EX-10.1 2 manh-ex101_7.htm EX-10.1 manh-ex101_7.htm

Exhibit 10.1

 

 

 

 

CONSULTING AGREEMENT

 

This Consulting Agreement (this “Agreement”) is entered into as of May 12, 2016 (the “Effective Date”), by and between the Manhattan Associates, Inc., a Georgia corporation (“Company”), and the undersigned “Consultant.

In consideration of Company’s engagement, Company and Consultant agree to be bound by the terms of this Agreement, which consists of this Signature Page and the attached Schedule A (“General Terms and Conditions”), which is incorporated into this Agreement by reference.

IN WITNESS WHEREOF, the undersigned have signed this Agreement as of the Effective Date.

 

CONSULTANT

COMPANY

 

 

Dan Lautenbach

281 Palm Island Lane

Vero Beach, FL 3296

Manhattan Associates, Inc.

2300 Windy Ridge Parkway, Tenth Floor

Atlanta, GA 30339

 

 

 

/s/ Dan Lautenbach

By: /s/ John J. Huntz, Jr.

      John J. Huntz, Jr., Chairman of the Board

 

 

 

 

 

 

 

 


 

SCHEDULE A

GENERAL TERMS AND CONDITIONS

 

 

1.Engagement as Independent Contractor. Company is engaging Consultant as an independent contractor to serve as an advisor and resource to Company’s Board of Directors and its Chairman, as requested from time to time by the Chairman. Consultant will not be an employee of Company, and nothing in this Agreement will be construed to create any association, partnership, joint venture, or agency relationship. Consultant has no authority (and will not hold Consultant’s self out as having authority) to bind Company, and Consultant will not make any agreements or representations on Company’s behalf without Company’s prior written consent. Consultant is not an honorary, advisory, or emeritus director of Company, or a director by deputization, and is not entitled to attend meetings of the Board or its committees, debate Board or committee matters, or vote on matters submitted to the Board or its committees. Consultant may attend Board or committee meetings at the invitation of the Chairman.

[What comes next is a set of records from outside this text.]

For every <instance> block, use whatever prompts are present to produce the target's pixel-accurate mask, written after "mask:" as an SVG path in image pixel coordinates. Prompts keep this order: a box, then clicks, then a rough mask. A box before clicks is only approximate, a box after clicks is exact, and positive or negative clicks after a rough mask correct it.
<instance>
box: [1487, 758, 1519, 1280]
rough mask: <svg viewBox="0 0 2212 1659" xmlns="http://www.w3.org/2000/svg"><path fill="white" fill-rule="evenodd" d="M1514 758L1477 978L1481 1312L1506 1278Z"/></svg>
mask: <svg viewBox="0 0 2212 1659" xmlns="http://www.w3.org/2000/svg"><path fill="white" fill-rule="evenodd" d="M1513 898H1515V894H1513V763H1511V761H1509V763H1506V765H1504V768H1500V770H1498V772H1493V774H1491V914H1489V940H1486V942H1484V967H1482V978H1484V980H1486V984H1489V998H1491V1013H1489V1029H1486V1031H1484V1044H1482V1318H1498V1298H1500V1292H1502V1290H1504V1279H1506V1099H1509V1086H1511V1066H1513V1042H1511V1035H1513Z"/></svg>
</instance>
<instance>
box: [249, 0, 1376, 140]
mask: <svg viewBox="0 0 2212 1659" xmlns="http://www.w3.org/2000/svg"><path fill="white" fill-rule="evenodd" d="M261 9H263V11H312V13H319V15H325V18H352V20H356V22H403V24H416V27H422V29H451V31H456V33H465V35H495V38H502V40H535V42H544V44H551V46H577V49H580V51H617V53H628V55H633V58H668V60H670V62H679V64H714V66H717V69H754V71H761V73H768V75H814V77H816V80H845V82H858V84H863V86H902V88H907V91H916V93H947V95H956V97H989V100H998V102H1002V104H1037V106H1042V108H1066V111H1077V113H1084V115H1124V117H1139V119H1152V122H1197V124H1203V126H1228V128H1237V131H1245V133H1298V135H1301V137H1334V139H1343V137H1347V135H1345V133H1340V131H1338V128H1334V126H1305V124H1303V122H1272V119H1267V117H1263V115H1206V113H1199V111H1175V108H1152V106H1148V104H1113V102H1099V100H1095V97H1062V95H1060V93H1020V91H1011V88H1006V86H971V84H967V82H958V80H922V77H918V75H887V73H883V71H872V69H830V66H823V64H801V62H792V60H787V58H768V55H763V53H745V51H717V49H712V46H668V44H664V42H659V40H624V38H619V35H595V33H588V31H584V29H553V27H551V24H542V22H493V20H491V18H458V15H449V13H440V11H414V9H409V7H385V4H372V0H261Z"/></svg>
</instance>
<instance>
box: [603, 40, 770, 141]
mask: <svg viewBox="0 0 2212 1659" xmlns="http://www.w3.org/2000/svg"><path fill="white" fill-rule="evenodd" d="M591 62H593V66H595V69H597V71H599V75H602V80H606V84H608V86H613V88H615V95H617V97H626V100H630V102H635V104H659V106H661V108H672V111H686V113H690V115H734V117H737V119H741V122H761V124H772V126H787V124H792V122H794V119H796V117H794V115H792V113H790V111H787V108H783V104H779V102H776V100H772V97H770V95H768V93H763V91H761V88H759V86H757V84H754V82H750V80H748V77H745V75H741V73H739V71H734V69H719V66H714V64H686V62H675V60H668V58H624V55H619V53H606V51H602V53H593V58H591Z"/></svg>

2.Compensation. For all services rendered by Consultant under this Agreement, Consultant will be paid $100,000.00, in quarterly installments payable in May, August, and November, 2016, and February 2017. Company will not withhold taxes or Social Security payments from any sum paid to under this Agreement, nor will Consultant be eligible for Company’s employee benefits. Company will issue Consultant a Form 1099 documenting the amounts paid to Consultant.

3.Term. This Agreement will begin on the Effective Date and continue through May 11, 2017, at which time the Agreement will expire unless extended by mutual agreement.

4.Conflicts of Interest. During the term of this Agreement, Consultant may be engaged or employed in any other business, trade, profession, or other activity that does not place Consultant in a material conflict of interest with Company.  

5.Confidential Information. For an indefinite period, and except as reasonably necessary or appropriate in connection with Consultant’s performance of services for Company, Consultant will not disclose Confidential Information to anyone or use or exploit Confidential Information. For purposes of this Agreement, “Confidential Information” means (A) Any and all data and information in whatever form: (i) relating to or arising from the Company’s business, or of third parties, (ii) disclosed to Consultant or of which

Consultant becomes or became aware as a consequence of Consultant’s relationship with Company, (iii) having value to Company, (iv) not generally known to competitors of Company, and (v) which includes, without limitation, trade secrets, methods of operation, customer and prospective customer information, price lists, financial information and projections, Company organizational structure information, business plans and strategies, Company product information including design, development, and marketing information, installation and configuration guides, user manuals, functional and technical specifications, data models and data dictionaries, software source code, Company policies, processes, methods, and procedures, Company inventions and discoveries, and similar information; and (B) third-party confidential information in Company’s possession. All papers, memoranda, notes, reports, charts, programs, data, diskettes, or other documents of any kind containing Confidential Information or relating to the business of Company or its Clients will be the sole and exclusive property of Company and will be turned over to Company upon the termination of Consultant's engagement.

6.Invoicing of Expenses. Company will pay Consultant’s reasonable expenses in accordance with its expense reimbursement policy.

7.Applicable Law. This Agreement will be interpreted, construed, and enforced according to the laws of the State of Georgia without regard to its conflict of law rules.

8.Entire Agreement. This Agreement constitutes the final, full, and exclusive expression of the parties’ agreement with respect to its subject matter, and supersedes all prior agreements, understandings, writings, proposals, representations, and communications, oral or written, with respect to that subject matter.

9.Invalidity of Provisions. The provisions of this Agreement are severable. If for any reason a court finds that any provision in this Agreement is unenforceable in whole or in part, the remaining provisions will continue in full force and effect without being impaired or invalidated in any way.

10.Counterparts. This Agreement may be executed in counterparts, each of which will be deemed an original and both of which together will constitute one and the same instrument.